Lecture
Present We will consider one of the questions related to the verification of the likelihood of hypotheses, namely, the question of the consistency of the theoretical and statistical distribution.
Assume that this statistical distribution is aligned with the help of some theoretical curve (fig. 7.6.1). No matter how well the theoretical curve is chosen, some discrepancies are inevitable between it and the statistical distribution. Naturally, the question arises: are these differences explained only by random circumstances associated with a limited number of observations, or are they significant and related to the fact that the curve we have chosen does not evenly align this statistical distribution? To answer this question are the so-called "criteria of consent."
The idea of applying acceptance criteria is as follows.
Based on this statistical material we have to test the hypothesis consisting in that random variable obeys some definite law of distribution. This law can be specified in one form or another: for example, as a distribution function or as a distribution density or in the form of a set of probabilities where - the probability that the magnitude will fall into the limits th discharge.
Fig. 7.6.1
Since of these forms, the distribution function is the most common and defines any other, we will formulate a hypothesis as consisting in that magnitude has a distribution function .

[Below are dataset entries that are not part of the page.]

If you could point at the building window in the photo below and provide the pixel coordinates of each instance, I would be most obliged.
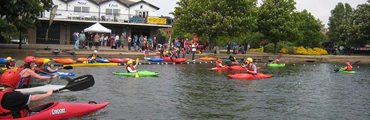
(82, 9)
(115, 12)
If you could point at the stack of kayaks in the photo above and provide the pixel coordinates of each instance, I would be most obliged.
(142, 73)
(275, 65)
(247, 76)
(62, 74)
(345, 71)
(168, 59)
(240, 68)
(63, 110)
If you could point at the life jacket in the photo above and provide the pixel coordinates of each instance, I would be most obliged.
(7, 114)
(349, 68)
(25, 80)
(131, 66)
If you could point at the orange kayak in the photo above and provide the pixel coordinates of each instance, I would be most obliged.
(82, 59)
(39, 60)
(64, 60)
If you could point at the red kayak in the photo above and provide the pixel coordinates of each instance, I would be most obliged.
(219, 68)
(240, 68)
(63, 110)
(247, 76)
(168, 59)
(116, 60)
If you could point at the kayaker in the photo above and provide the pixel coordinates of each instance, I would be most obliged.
(46, 67)
(219, 64)
(275, 61)
(130, 67)
(250, 66)
(27, 70)
(348, 67)
(92, 57)
(9, 63)
(15, 104)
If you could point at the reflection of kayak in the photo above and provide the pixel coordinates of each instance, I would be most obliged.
(240, 68)
(91, 64)
(142, 73)
(168, 59)
(275, 65)
(345, 71)
(59, 74)
(247, 76)
(219, 68)
(63, 110)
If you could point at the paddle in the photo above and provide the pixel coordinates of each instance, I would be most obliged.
(137, 72)
(79, 83)
(336, 70)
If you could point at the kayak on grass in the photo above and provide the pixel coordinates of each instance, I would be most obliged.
(275, 65)
(247, 76)
(91, 64)
(142, 73)
(348, 72)
(63, 110)
(240, 68)
(62, 74)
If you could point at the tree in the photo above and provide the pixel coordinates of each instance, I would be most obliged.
(23, 14)
(275, 20)
(309, 29)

In order to accept or disprove the hypothesis consider some value characterizing the degree of discrepancy between the theoretical and statistical distributions. Magnitude can be selected in various ways; for example, as you can take the sum of the squares of the deviations of theoretical probabilities from relevant frequencies or the sum of the same squares with some coefficients ("weights"), or the maximum deviation of the statistical distribution function from theoretical etc. Let us assume that the quantity selected one way or another. Obviously, this is some random variable. The distribution law of this random variable depends on the distribution law of the random variable. over which experiments were made, and on the number of experiments . If hypothesis true, then the distribution law determined by the law of distribution of magnitude (function ) and number .

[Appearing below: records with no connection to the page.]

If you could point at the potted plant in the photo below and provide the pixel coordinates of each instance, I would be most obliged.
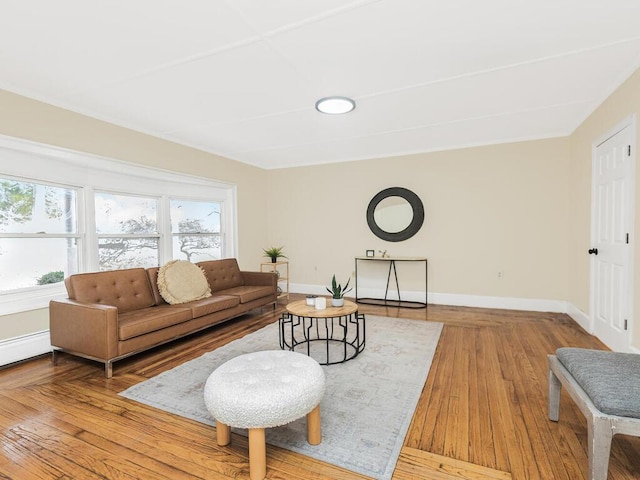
(337, 292)
(274, 253)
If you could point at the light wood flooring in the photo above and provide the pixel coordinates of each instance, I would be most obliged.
(482, 413)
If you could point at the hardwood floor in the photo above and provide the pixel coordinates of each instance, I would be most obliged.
(482, 413)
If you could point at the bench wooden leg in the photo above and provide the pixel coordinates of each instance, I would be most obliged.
(257, 454)
(223, 433)
(314, 432)
(599, 436)
(555, 388)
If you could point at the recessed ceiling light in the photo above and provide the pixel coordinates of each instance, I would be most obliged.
(335, 105)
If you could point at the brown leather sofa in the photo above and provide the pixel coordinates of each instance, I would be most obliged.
(111, 315)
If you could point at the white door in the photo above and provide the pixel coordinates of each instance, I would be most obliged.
(611, 220)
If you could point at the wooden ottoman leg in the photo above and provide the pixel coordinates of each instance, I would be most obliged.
(314, 433)
(257, 454)
(223, 433)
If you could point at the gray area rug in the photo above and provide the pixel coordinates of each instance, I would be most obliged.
(368, 403)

Suppose that this distribution law is known to us. As a result of this series of experiments, it was found that the chosen measure of discrepancy took some meaning . The question is whether this can be explained by random reasons or is this discrepancy too great and indicates the presence of a significant difference between the theoretical and statistical distributions and, consequently, the unsuitability of the hypothesis ? To answer this question, suppose the hypothesis is correct, and we calculate in this assumption the probability that the hypothesis is correct, and we calculate in this assumption the probability that due to random reasons associated with an insufficient amount of experimental material, the measure of discrepancy will be no less than the value we observed in the experiment , i.e., we calculate the probability of an event:
.
If this probability is very small, then the hypothesis should reject as little believable; if this probability is significant, it should be recognized that the experimental data do not contradict the hypothesis .

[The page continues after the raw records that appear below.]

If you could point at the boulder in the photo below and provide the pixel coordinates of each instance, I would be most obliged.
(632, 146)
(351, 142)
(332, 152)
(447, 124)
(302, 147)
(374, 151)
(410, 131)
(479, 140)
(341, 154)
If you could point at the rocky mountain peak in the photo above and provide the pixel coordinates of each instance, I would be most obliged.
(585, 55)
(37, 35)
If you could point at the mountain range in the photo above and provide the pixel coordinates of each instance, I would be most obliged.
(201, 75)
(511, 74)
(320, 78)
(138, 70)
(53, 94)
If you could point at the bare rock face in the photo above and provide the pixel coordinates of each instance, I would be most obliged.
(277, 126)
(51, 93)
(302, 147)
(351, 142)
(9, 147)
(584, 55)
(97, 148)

The question arises of how to choose the measure of discrepancy. ? It turns out that with some ways of choosing it, the distribution law has very simple properties with a sufficiently large practically independent of function . It is precisely such measures that discrepancies use in mathematical statistics as criteria for agreement.
Consider one of the most commonly used criteria of consent - the so-called "criterion Pearson.
Suppose that produced independent experiments, in each of which a random variable took a certain meaning. The results of the experiments are summarized in discharges and decorated in the form of statistical series:
It is required to check whether the experimental data are consistent with the hypothesis that the random variable has a given distribution law (given by the distribution function or density ). Let's call this distribution law “theoretical”.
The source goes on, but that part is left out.